The Growing Science Behind Direct Physical Loss or Damage from COVID-19
Across the country, policyholders and their insurers are locked in battle over whether COVID-19 implicates direct physical loss or damage under the meaning of commercial property policies. To date, insurers have routinely denied coverage for such claims without any investigation into whether COVID-19 implicates direct physical loss or damage from a scientific perspective. Instead, insurers have taken the unsubstantiated position that COVID-19 only causes intangible damage, if any, to covered property.
Specifically, insurers claim COVID-19 exposure does not implicate commercial property coverage triggered by “direct physical loss or damage” in that such exposure supposedly does not cause a tangible, material change or alteration to insured property. Instead, they say, it represents intangible alleged damage that can be readily addressed by disinfection. Separate and apart from the fact that case law does not uniformly support the insurers’ position on the meaning of direct physical loss or damage, the growing science on COVID-19 shows that COVID-19 does in fact implicate direct physical loss or damage to insured property in multiple respects and cannot be addressed by mere efforts at disinfection.

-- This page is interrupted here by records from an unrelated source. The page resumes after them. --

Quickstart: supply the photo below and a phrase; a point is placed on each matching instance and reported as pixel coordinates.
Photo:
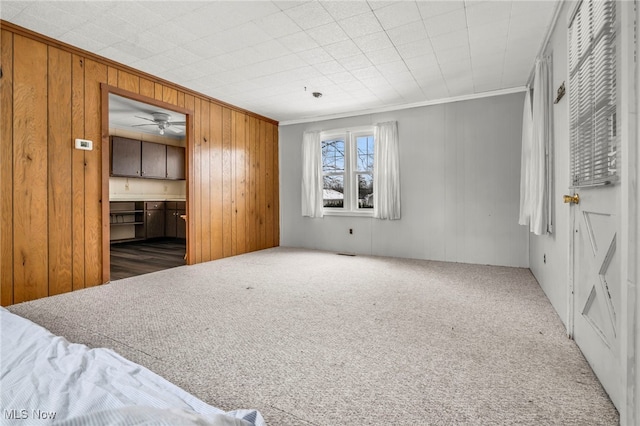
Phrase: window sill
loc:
(336, 212)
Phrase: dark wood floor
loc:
(142, 257)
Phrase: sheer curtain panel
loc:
(525, 159)
(386, 172)
(535, 180)
(312, 203)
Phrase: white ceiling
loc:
(136, 116)
(269, 56)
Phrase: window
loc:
(592, 93)
(347, 171)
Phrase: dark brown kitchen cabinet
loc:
(175, 162)
(154, 219)
(154, 160)
(175, 226)
(134, 158)
(125, 157)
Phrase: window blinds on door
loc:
(592, 94)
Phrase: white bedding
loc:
(45, 379)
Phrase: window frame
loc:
(350, 203)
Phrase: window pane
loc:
(365, 191)
(333, 191)
(333, 156)
(364, 154)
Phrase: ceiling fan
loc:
(162, 121)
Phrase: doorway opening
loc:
(145, 185)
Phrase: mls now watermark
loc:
(29, 415)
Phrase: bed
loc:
(44, 379)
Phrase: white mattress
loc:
(45, 378)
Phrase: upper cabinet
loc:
(125, 157)
(175, 162)
(134, 158)
(154, 160)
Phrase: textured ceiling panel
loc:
(268, 56)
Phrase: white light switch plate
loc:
(84, 144)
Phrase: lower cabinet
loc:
(139, 220)
(174, 225)
(154, 219)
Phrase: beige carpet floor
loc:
(314, 338)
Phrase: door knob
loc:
(572, 199)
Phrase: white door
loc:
(597, 284)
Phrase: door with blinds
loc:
(595, 192)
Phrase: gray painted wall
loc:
(460, 183)
(554, 274)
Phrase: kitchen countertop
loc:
(145, 198)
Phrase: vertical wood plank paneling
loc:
(59, 166)
(215, 179)
(227, 216)
(252, 227)
(276, 188)
(77, 173)
(262, 186)
(158, 91)
(268, 142)
(147, 88)
(6, 171)
(128, 81)
(51, 202)
(205, 193)
(189, 102)
(112, 76)
(240, 141)
(30, 170)
(95, 73)
(197, 217)
(169, 95)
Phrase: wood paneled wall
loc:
(51, 201)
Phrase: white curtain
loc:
(312, 175)
(525, 158)
(386, 172)
(535, 178)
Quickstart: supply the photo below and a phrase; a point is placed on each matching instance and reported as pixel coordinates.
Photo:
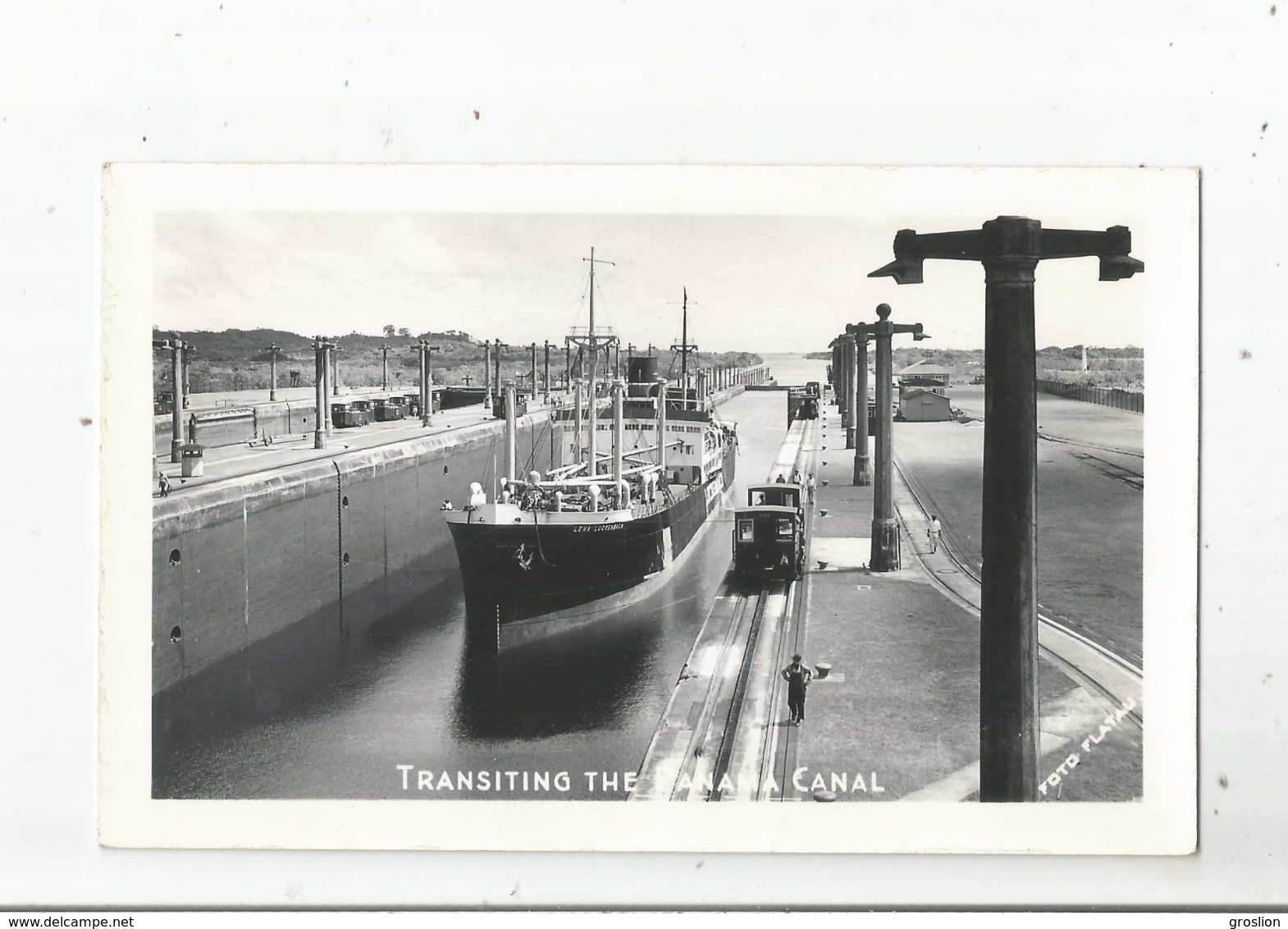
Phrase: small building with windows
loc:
(926, 375)
(919, 405)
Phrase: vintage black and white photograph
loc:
(472, 497)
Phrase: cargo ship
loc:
(550, 553)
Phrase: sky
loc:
(755, 282)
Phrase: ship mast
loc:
(684, 348)
(591, 343)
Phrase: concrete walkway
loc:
(898, 716)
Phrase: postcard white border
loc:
(1162, 205)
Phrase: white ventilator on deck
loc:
(510, 429)
(578, 415)
(661, 428)
(619, 429)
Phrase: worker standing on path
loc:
(797, 678)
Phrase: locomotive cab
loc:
(770, 542)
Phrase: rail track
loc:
(1093, 662)
(720, 739)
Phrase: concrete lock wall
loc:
(246, 558)
(285, 418)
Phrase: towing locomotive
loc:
(770, 533)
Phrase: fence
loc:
(1104, 396)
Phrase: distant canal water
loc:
(305, 716)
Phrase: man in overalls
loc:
(797, 678)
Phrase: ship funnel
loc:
(642, 370)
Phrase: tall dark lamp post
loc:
(1010, 249)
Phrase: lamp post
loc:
(545, 382)
(273, 350)
(322, 405)
(176, 346)
(885, 527)
(1010, 249)
(185, 350)
(853, 407)
(858, 332)
(427, 380)
(496, 364)
(532, 382)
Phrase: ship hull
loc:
(526, 580)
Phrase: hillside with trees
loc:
(239, 359)
(1121, 368)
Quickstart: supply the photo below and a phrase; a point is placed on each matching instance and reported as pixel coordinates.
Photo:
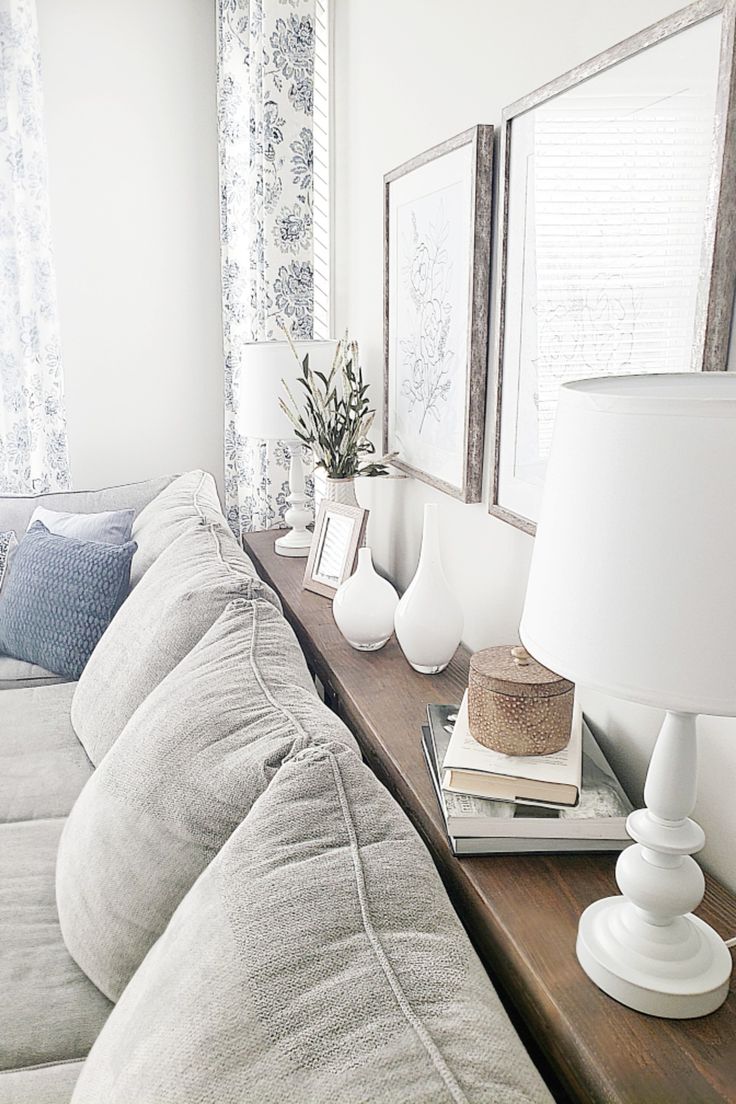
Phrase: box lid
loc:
(511, 670)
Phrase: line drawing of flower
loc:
(302, 149)
(426, 357)
(292, 227)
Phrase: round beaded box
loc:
(515, 706)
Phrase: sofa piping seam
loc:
(262, 683)
(412, 1018)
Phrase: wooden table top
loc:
(520, 910)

In fact, the latest scientific studies confirm COVID-19 exposure does in fact cause tangible physical alteration of insured property by, among other things, adhering to cells of surfaces via surface proteins and turning them into vectors of infection called “fomites.”
Scientists have also gained a better understanding of the manner in which COVID-19 attaches and thus damages covered property. A January 2021 study titled “Surface interactions and viability of coronaviruses” notes that “[t]he physico-chemical adherence and the persistence of SARS-CoV-2 differ with the characteristics of the inanimate surfaces and the virus outer surface proteins, as well as on the surrounding environmental conditions, such as air temperature, relative humidity (RH) and sunlight.”
Furthermore, a June 2020 study showed that disinfection is not necessarily effective in eradicating COVID-19, let alone effective in situations where COVID-19 is continually reintroduced to insured properties.